On the other hand, it would be a hassle to keep refilling and changing out the brewer(s) with ground beans when located on the opposite side of the store. And self-serve stations tend to get messy with spills no matter how often they are wiped down.

As a customer, I'd be happy to fill my cup with just the right amount of coffee to go with cream. While no one likes waiting in line, how about possibly waiting in 2 lines? Provided you get your cup 'o' joe at the busiest business hours, you would have to wait in one line to pay for coffee. OK. Then, you would have to wait in another line to pour your own cup, and from a coffee pot everyone has put their hands on (shutters at the thought).

Unless
Starbucks are using what Cinda Chavich calls the "$11,000 hot java love machine": the Clover, a commercial-grade, single-cup coffee brewer. Starbucks tested the machine out for the first time in February, selling a fresh-pressed, 12-oz. coffee for $2.50. For my own personalized cup of coffee at the press of a button, it would be worth the wait and expense.

Friday, April 4, 2008

Coffee may lower risk of Alzheimer's

That's right: Just one daily cup of coffee may cut the risk of Alzheimer's disease, the most common kind of dementia, new research suggests.

Caffeine blocks the bad effects of high cholesterol found linked to dementia.

The University of North Dakota scientists' published report in the Journal of Neuroinflammation is based on research conducted on rabbits fed a high cholesterol food diet.

The rabbits given caffeine had a better blood brain barrier than those that did not ingest caffeine. This study confirms earlier research that caffeine intake protects against memory loss from aging and Alzheimer's disease.

And this is just one more good reason to love drinking coffee.

Wednesday, April 2, 2008

Wal-Mart to make coffee line

Wal-MartWal-Mart, the world's largest retailer, will start selling six different coffees under the Sam's Choice brand in the US in April.

Wal-Mart will offer its customers the coffee experience in a 10- to 12-oz. bag for $5.88. By comparison, Starbucks 12-oz. bags of coffee costs between $7-$10 and Folgers Gourmet Selections 11-oz. bags of coffee cost between $8-$10.

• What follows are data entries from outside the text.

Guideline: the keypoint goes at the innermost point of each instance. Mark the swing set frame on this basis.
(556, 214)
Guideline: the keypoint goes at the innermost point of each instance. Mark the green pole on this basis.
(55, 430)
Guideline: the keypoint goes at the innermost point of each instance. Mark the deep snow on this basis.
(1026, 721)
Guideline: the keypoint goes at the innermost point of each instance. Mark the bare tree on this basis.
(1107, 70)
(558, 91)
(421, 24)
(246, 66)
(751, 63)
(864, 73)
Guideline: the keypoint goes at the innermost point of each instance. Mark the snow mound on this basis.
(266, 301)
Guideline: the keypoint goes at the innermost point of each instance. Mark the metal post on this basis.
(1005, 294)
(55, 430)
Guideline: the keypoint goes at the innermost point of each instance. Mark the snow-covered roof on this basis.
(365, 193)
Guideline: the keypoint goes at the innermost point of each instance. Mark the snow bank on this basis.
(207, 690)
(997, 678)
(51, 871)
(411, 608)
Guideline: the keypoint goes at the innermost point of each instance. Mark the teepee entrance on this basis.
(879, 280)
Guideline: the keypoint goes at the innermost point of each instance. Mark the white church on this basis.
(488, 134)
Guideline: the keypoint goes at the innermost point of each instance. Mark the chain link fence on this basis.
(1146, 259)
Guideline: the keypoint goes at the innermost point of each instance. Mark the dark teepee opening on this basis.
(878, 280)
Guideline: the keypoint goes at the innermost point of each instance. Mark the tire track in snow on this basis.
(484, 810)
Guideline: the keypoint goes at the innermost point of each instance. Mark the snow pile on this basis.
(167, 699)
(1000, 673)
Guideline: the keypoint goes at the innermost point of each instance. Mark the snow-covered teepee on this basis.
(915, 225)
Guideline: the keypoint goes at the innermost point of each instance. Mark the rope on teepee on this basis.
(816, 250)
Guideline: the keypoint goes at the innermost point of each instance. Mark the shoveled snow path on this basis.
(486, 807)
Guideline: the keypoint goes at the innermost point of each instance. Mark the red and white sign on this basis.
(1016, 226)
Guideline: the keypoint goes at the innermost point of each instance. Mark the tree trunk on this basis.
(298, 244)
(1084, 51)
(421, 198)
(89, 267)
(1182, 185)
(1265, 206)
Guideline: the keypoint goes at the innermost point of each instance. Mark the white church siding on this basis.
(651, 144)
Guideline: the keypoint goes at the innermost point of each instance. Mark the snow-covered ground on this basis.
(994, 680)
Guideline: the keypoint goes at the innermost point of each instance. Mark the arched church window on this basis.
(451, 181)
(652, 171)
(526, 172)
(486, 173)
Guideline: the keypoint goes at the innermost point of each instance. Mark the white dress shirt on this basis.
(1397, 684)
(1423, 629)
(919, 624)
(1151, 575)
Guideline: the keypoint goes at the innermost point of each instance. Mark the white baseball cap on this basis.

The Sam's Choice brand of coffees will include an organic decaf coffee, fair trade certified and Rainforest Alliance certified coffees. Wal-Mart realizes that consumers are growing more and more environmentally and socially-conscious these days, so offering these coffees helps the consumers give back by purchasing sustainable products.

Tuesday, March 25, 2008

Touch sensitivity may affect taste

foam coffee cupIf given the choice between sipping your coffee out of a ceramic mug or a paper/plastic cup, then which would you choose?

If you chose the paper/plastic cup for any other reason than portability and fitting in your car's cup holder, then please enlighten me.

If you chose a ceramic mug, then it's likely you prefer to have a hold on something heavy and sturdy, right?

There may another reason to choose a thick-walled cup over a thin one, marketing professors Aradhna Krishna and Maureen Morrin have found: taste.

In a study to be published in April's issue of Journal of Consumer Research, 1,000 college students were blind-folded and given water to drink from sturdy and flimsy cups. Many of them gave harsher evaluations of the taste of the water from flimsy cups. These harsh evaluators were students with a low sensitivity to touch. Students who a high sensitivity to touch weren't as likely to have taste be influenced by the kind of cup they sipped out of.

People with a high sensitivity to touch tend to be better evaluators of noting when touch is important or not, like when you're sipping coffee. Touch-sensitive people are those of us who get so much satisfaction out of feeling silk, leather or similarly textured items, can't stand itchy wool sweaters and cut out labels/tags from clothing.